Intruder exercise tests law enforcement skills

Wednesday, February 20, 2013

Time seemed to stand still at Wheaton High School on a rainy Monday afternoon. Inside the building was a shooter. From the moment he entered the building and started randomly firing at teachers and staff, all sense of normalcy ceased.

This was not a real-life event, but a training exercise for local law enforcement officials, the Wheaton Fire Department, the Missouri State Highway Patrol, the Missouri Department of Conservation and Wheaton R-3 School District staff and administration.

The masked intruder said little, but was poised at the end of a hallway to take out as many law enforcement officers as possible before being apprehended or killed. From behind locked doors, classrooms were dark and eerily silent. His accomplice was attacking the school from another side of the campus.

Officers entered the building, checking each room as they advanced down the hallway. The protocol called for casualties to be ignored until the intruders were apprehended and secured in patrol cars. Two injured civilians lay in the hallway while officers made their way to where the intruder waited.

"Bathrooms clear!" shouted an officer. "Classroom clear!"

"Move on," said Wheaton Police Chief Clint Clark.

The four-man team rounded a corner and caught a glimpse of the intruder.

"Pow! Pow! Pow!"

A barrage of "shots" were shouted out on both sides. The intruder dived into a closet and slammed the door.

Four armed law enforcement officials converged on the room and apprehended the suspect.

In another part of the building, another team of officers apprehended the second intruder. Both were handcuffed and placed in patrol vehicles while the search teams focused on getting ambulance crews inside to attend to casualties.

Teams of law enforcement officers swept back through the building, knocking on each door and escorting teachers to an evacuation site away from the district grounds. Buses were warming behind a line of fire trucks, placed as a barrier between the school and a nearby street.

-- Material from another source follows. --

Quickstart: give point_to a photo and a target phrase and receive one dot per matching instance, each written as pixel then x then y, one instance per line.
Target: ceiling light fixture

As the exercise wound to a close, everyone was brought back into the gymnasium for a review of protocols.

"I see this as a good success," said Superintendent Dr. Lance Massey. "The things we do as a district and each participating agency will figure out what they can do to make it better. I'd like to thank Chief Clint Clark for organizing this and getting everyone here today."

"I'm going to say the staff did a remarkable job," Clark said. "We will get [staff] out of here quickly in a real-life scenario."

"We made some mistakes," said Barry County Sheriff Mick Epperly, "but we learned a lot here today."

Epperly called "the bad guys" to the gymnasium floor. From one, he recovered a handcuff key, which the suspect used to release himself from custody, and a concealed knife in his boot that officers failed to recover.

Epperly displayed the items to law enforcement personnel.

"We want to make sure stuff like this doesn't get by us," he said.

"We hope something like this never happens in our schools," Epperly continued. "This is our first intruder drill. We'll review the tapes and see what we could have done better."

Agencies participating in the exercise included: the Wheaton Fire Department, the Wheaton Police Department, the Barry County Sheriff's Department, the Purdy Police Department, the Missouri State Highway Patrol, the Missouri Department of Conservation and the Southwest Missouri Drug Task Force.